Точно так же, когда в апреле 2008 года многие западные наблюдатели увлеклись обсуждением египетской “революции ‘Фейсбука’” – тогда интернет помог тысячам молодых египтян собраться, чтобы выразить солидарность с бастующими текстильщиками из бедного промышленного города Эль-Махал-ла-Эль-Кубра, – мало кто удосужился узнать, чего на самом деле хотели рабочие. Как оказалось, они протестовали против низкой зарплаты на своей фабрике. Это выступление, направленное преимущественно на защиту трудовых прав, удачно совпало с широкой, направленной против Мубарака кампании в поддержку конституционной реформы. По разным причинам вклад рабочих в протест оказался незначительным, а другие попытки устроить “революцию ‘Фейсбука’” (в физическом мире) большого отклика не нашли, хотя и приобрели в Сети сотни тысяч сторонников. Как и ожидалось, западные СМИ уделили основное внимание “Фейсбуку”, а не трудовым вопросам или требованиям к Мубараку отменить режим чрезвычайного положения, введенный еще в 1981 году. Это очередное напоминание о том, что, фокусируясь на технологии, а не на стоящих за ней общественных и политических силах, можно прийти к неверным выводам.

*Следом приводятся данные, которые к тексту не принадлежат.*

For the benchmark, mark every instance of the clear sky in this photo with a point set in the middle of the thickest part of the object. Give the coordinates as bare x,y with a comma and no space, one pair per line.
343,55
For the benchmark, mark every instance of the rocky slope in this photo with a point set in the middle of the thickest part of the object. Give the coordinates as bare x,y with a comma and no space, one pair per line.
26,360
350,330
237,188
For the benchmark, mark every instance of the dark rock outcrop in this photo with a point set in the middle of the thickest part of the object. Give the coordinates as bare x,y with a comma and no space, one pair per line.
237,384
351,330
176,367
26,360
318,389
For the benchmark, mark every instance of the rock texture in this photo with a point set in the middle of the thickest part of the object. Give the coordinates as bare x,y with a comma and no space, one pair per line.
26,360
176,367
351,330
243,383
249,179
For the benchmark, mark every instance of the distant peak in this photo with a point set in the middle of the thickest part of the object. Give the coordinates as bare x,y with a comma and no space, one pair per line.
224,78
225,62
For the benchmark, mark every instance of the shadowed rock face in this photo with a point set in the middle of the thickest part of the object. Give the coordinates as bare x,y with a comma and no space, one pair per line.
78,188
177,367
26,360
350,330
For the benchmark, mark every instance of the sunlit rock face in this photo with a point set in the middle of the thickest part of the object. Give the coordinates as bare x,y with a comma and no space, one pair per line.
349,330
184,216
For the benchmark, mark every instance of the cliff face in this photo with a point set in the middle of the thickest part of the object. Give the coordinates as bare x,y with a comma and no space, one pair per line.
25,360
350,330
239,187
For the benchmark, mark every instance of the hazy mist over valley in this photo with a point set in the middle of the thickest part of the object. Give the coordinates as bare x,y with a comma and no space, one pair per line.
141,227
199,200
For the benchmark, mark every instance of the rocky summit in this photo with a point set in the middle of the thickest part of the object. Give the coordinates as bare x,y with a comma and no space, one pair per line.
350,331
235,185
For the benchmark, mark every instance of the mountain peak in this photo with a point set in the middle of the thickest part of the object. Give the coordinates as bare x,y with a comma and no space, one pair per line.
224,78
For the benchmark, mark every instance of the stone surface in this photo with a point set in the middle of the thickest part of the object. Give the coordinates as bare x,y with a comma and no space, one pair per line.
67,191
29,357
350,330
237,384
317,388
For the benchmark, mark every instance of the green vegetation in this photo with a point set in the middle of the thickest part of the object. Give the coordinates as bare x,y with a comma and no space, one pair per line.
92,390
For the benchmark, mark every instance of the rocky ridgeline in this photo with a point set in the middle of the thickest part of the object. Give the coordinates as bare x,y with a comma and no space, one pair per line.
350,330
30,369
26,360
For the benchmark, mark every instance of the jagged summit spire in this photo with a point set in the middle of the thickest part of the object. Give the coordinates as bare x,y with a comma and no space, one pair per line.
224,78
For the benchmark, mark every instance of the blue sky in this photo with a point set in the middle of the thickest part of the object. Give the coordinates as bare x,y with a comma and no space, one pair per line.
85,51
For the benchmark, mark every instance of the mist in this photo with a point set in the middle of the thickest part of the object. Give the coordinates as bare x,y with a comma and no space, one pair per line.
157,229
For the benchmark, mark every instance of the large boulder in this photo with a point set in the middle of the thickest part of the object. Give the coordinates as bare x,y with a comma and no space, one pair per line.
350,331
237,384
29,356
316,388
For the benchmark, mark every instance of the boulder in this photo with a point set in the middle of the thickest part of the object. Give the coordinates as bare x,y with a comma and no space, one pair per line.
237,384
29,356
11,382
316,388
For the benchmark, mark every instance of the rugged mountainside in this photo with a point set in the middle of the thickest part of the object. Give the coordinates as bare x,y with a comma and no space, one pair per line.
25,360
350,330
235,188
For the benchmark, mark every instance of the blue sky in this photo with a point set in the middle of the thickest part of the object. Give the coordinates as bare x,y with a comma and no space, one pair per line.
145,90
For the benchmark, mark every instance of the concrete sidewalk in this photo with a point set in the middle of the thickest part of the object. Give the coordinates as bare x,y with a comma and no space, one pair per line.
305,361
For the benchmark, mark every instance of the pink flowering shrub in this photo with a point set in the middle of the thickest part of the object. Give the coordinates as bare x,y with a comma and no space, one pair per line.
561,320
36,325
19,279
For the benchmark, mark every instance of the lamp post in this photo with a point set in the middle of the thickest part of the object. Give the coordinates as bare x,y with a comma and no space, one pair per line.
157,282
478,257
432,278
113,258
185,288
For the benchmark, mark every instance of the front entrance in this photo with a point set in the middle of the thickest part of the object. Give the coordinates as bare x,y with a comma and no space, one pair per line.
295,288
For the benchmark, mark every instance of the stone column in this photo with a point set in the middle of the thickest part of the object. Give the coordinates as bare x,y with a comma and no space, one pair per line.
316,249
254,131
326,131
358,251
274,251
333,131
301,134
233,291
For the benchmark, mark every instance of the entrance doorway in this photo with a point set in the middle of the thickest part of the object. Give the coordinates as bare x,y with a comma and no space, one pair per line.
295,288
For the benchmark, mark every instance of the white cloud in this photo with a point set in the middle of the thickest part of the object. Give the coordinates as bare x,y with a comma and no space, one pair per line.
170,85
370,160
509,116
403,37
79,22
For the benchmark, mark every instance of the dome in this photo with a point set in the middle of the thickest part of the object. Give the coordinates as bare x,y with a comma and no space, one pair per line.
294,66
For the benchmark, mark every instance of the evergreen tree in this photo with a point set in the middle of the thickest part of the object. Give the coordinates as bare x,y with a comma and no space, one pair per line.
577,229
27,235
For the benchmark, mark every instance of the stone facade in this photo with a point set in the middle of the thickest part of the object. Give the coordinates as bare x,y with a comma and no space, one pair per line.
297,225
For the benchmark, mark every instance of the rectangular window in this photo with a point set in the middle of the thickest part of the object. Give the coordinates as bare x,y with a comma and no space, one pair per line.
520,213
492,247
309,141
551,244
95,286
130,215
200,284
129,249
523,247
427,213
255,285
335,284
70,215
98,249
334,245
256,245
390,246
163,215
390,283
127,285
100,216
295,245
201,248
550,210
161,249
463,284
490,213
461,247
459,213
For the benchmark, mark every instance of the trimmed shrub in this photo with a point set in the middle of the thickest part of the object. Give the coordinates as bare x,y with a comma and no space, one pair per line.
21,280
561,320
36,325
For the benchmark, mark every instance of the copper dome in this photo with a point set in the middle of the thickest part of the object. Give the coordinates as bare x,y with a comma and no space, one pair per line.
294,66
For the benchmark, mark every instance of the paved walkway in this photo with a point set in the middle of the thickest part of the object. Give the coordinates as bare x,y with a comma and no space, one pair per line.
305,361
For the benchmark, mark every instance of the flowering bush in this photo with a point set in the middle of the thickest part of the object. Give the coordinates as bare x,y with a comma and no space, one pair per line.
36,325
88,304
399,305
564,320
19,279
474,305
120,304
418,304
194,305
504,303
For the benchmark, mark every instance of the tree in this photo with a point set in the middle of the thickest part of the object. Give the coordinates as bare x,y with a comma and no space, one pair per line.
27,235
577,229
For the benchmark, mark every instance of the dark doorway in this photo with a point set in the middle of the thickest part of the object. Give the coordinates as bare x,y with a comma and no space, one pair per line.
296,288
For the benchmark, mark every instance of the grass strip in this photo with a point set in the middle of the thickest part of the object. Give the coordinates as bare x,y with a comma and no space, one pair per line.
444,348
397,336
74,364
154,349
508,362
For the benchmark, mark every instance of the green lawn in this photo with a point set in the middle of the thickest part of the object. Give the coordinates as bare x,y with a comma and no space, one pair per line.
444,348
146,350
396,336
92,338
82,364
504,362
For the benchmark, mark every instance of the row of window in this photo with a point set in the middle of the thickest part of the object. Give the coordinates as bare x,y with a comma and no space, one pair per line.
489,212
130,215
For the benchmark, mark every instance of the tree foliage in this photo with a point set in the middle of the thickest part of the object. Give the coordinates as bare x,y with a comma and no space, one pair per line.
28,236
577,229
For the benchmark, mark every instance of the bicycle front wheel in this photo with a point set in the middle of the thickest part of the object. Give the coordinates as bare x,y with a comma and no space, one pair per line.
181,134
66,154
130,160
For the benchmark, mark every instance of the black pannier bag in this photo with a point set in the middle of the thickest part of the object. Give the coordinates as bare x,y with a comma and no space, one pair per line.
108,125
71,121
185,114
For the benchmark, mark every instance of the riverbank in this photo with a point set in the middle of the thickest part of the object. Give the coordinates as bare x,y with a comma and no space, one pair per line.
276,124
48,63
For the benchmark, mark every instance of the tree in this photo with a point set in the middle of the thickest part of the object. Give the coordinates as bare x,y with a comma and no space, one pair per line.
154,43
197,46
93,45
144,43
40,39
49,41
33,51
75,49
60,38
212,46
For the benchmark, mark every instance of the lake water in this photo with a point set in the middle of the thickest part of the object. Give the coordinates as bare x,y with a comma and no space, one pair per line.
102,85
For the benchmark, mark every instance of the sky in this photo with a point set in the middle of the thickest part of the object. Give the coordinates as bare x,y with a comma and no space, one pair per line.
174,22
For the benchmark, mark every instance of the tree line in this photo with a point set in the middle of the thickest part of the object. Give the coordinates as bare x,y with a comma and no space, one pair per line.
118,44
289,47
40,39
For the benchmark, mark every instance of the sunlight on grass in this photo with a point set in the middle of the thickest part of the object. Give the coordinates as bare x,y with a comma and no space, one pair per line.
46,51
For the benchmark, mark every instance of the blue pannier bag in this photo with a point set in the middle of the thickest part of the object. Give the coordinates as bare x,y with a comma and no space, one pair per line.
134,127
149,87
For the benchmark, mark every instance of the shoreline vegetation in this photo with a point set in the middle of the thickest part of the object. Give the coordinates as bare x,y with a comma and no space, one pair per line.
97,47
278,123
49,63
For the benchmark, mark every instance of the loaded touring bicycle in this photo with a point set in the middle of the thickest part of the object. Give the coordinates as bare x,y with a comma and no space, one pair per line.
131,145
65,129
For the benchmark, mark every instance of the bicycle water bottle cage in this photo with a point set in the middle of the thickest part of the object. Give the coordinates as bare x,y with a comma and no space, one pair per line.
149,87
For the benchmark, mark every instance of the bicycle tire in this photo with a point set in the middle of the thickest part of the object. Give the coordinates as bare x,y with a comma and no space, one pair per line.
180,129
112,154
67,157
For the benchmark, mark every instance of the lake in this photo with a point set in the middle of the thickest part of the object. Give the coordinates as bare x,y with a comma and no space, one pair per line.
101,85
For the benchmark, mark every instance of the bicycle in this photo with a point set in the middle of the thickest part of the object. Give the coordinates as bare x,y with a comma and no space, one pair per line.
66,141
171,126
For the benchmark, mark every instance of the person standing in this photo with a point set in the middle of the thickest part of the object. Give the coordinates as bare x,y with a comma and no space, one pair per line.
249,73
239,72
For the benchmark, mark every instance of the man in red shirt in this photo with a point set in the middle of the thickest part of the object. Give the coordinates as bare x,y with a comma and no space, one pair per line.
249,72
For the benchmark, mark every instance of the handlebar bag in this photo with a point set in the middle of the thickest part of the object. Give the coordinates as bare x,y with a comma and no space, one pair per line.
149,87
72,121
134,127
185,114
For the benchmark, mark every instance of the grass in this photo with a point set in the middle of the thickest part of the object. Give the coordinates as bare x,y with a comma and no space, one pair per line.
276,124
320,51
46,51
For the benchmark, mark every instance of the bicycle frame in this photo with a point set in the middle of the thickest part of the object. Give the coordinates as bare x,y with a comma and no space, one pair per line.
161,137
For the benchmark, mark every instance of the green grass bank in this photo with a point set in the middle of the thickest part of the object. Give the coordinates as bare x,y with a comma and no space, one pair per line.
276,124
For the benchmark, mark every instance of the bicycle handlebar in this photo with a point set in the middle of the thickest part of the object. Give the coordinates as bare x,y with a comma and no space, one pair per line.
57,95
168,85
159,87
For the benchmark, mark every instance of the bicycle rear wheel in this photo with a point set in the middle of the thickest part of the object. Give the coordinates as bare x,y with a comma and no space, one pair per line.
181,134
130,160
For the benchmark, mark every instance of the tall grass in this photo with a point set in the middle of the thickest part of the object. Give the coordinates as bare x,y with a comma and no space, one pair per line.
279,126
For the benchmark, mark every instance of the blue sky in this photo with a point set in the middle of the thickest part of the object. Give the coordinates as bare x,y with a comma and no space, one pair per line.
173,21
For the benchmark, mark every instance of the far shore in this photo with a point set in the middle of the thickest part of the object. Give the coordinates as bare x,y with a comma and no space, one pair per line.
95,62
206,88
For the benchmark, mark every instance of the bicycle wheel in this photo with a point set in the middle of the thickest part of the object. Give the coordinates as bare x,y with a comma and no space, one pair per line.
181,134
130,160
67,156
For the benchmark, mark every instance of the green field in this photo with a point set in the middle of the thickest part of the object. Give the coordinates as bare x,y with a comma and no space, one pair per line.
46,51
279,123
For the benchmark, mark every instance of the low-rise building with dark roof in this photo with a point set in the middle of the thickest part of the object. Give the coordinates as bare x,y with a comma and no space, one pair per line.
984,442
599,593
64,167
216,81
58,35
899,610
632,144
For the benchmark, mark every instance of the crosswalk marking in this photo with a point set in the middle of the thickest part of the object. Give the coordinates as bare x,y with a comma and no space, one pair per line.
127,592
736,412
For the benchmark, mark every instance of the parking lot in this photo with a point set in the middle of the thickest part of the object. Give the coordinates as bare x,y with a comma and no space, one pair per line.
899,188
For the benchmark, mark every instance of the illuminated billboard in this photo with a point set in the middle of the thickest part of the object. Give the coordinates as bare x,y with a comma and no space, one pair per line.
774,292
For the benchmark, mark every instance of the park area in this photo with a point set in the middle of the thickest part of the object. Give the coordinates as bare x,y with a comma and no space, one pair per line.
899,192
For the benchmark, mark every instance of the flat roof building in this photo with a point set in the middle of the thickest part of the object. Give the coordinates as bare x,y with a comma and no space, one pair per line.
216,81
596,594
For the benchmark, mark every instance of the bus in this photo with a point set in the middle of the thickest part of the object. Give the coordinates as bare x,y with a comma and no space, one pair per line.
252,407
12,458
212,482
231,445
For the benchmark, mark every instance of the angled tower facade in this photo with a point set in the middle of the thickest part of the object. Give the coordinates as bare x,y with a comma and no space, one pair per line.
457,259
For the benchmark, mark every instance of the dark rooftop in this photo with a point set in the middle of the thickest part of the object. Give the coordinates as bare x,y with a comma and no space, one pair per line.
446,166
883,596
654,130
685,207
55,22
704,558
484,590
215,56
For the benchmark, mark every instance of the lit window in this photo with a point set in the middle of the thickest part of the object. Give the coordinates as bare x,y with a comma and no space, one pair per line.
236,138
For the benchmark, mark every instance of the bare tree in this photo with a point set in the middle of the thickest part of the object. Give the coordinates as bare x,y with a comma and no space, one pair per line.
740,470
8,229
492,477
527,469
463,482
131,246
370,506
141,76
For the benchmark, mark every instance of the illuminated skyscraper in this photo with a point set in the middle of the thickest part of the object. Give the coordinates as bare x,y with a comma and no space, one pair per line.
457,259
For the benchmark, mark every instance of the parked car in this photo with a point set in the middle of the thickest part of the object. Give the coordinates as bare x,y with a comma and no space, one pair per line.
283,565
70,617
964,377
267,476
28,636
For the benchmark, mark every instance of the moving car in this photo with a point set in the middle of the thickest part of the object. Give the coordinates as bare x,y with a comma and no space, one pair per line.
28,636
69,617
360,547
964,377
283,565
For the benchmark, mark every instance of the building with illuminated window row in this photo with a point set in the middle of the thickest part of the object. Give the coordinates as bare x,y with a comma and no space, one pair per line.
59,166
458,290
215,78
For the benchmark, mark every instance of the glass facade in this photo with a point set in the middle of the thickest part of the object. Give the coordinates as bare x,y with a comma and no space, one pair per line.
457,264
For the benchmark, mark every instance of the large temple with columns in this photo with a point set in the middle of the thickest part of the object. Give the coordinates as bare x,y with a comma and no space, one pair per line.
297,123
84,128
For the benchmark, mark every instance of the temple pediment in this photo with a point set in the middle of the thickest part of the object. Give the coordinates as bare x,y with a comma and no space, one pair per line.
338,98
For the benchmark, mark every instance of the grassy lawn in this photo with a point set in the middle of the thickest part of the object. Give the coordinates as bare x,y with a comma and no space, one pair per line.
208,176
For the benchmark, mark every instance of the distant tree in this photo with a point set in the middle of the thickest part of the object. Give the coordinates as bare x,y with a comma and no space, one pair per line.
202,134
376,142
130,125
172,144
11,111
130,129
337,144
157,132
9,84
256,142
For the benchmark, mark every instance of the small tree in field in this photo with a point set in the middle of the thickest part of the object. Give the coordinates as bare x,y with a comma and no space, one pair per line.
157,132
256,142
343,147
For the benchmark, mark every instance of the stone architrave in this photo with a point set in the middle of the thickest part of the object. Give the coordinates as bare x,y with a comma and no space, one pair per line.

Это и есть самое опасное в технологическом детерминизме: он мешает нам заняться социальными и политическими вопросами, выдавая их за технологические. Техника как кантианская категория миропонимания может оказаться слишком экспансионистской и монополистической, поскольку она вбирает в себя все, что еще не в полной мере понято и классифицировано. Именно это имел в виду немецкий философ Мартин Хайдеггер, когда сказал, что “сущность техники ни в коем случае не есть нечто техническое”. Техника, подобно газу, занимает весь отведенный ей в концептуальном пространстве объем. Поэтому почетный профессор Массачусетского технологического института Лео Маркс считает ее “вредной концепцией”, которая способна “подавлять и запутывать аналитическое мышление”. Он отмечает, что “благодаря своей особой предрасположенности к овеществлению, к приобретению волшебной силы автономной сущности, техника является главной причиной нарастающего чувства… политического бессилия. Популярность убеждения, будто техника – главная сила, формирующая постмодернистский мир, говорит о степени нашего… пренебрежения моральными и политическими стандартами, проявляющегося при принятии важнейших решений о направлении развития общества”.